The whole IT world was once interested in Bill Gates. Today it has become quiet and lonely around Microsoft boss Steve Ballmer. Not even the MS Word spell checker still knows his name: As I write these lines, it is waving in red.
A strong-willed SAP CEO, like Henning Kagermann of old, successfully steered the fortunes of the community together with his colleagues on the Executive Board. The center of the ERP world was Walldorf.
Today, the boardroom in Dietmar-Hopp-Allee is deserted: SAP board member Gerd Oswald and CFO Werner Brandt will hold the fort for a short time. Luisa Deplazes Delgado has been placed on the Management Board as Head of Human Resources.
The rest of the Executive Board is based abroad, although this term is difficult to interpret for a globally active company. SAP is one of the leading DAX companies with German roots and values.
What's more, if you look at one of SAP's core competencies, accounting, then SAP is a company that could only have been created in Europe. The Venetian monk Luca Pacioli lived near Venice in the 15th century.
He wrote one of the first complete treatises on double-entry bookkeeping. In his day, he was considered a polymath and is generally regarded as a pioneer of modern accounting.
You can find a story from Venice to Walldorf. And despite the expertise in terms of content, decisions about the future of SAP are increasingly being made abroad.
We live in a mobile and global economic system. Production sites and centers for innovation and development are scaled at will and moved around the globe.
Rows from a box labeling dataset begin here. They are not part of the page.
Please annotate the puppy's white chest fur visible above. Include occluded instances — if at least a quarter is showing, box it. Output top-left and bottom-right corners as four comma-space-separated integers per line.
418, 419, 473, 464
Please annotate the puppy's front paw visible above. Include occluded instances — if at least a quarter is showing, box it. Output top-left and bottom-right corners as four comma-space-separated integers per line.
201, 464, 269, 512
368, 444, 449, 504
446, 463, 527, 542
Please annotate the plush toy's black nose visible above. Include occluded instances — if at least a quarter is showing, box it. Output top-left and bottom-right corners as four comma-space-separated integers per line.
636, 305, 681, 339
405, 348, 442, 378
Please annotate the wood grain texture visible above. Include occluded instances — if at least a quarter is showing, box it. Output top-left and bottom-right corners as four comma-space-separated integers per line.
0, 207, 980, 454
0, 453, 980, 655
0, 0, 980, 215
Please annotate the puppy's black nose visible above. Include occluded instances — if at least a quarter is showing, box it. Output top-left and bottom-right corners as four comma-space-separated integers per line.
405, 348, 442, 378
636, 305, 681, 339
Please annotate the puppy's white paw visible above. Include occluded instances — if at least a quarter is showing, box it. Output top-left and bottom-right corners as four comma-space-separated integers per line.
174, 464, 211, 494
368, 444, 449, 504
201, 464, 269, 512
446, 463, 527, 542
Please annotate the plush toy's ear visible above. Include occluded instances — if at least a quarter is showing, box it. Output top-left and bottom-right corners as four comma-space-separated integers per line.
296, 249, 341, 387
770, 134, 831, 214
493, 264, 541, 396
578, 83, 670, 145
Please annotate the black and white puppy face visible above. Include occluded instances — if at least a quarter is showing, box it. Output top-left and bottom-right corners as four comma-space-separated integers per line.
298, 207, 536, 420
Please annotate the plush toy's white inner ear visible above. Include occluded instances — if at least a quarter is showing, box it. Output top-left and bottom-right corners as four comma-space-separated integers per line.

The smallest unit is the home office and is regarded as the optimum of our atomized society with its division of labour. The German philosopher and sociologist Georg Simmel (1858-1918) wrote in his book "Philosophy of Money":
"In prehistoric times, personality covered and swallowed up material relationships, and in the patrimonial era, it reversed them. The monetary economy differentiates between the two, materiality or possession and personality become independent of each other."
One cause of the crisis could be capitalism, which atomizes the working masses into individual personalities and then drives them into hidden home offices. Spiegel Online reported at the end of February:
"A step back into the 19th century - or an urgent measure to revitalize Yahoo? Marissa Mayer, the new boss of the internet company, is bringing all employees back from the home office to the company headquarters." [27. 2. 2013]
Is the atomization of the economic system not the ideal solution after all? At the turn of the last century, Simmel warned against this development in his book "Philosophy of Money" and discussed ways of creating cohesion in a modern monetary society. Marissa Mayer is now making a similar argument when she says that Yahoo needs to find an internal identity and an external strategy again.
The SAP Executive Board is atomized and scattered in all directions. In the age of mobile and cloud computing, this situation is certainly manageable in terms of organization and logistics.
But how often do Management Board members Bill McDermott, Jim Snabe, Lars Dalgaard and Vishal Sikka meet with Gerd Oswald, Werner Brandt and Luisa Deplazes Delgado in the Walldorf canteen for a spontaneous exchange of views? How much energy, time and ideas are lost through mobile computing, text messaging, video conferencing and webinars? How much innovation remains between the bedroom, kitchen and home office and is not taken up by colleagues?
Perhaps Jim Snabe will get help from Marissa Mayer and rush back to Walldorf with a few good ideas. Perhaps Lars Dalgaard can also be brought back to earth from the cloud to Walldorf? It would be the last thing if the story that began in Venice in the 15th century ended in Walldorf in this decade.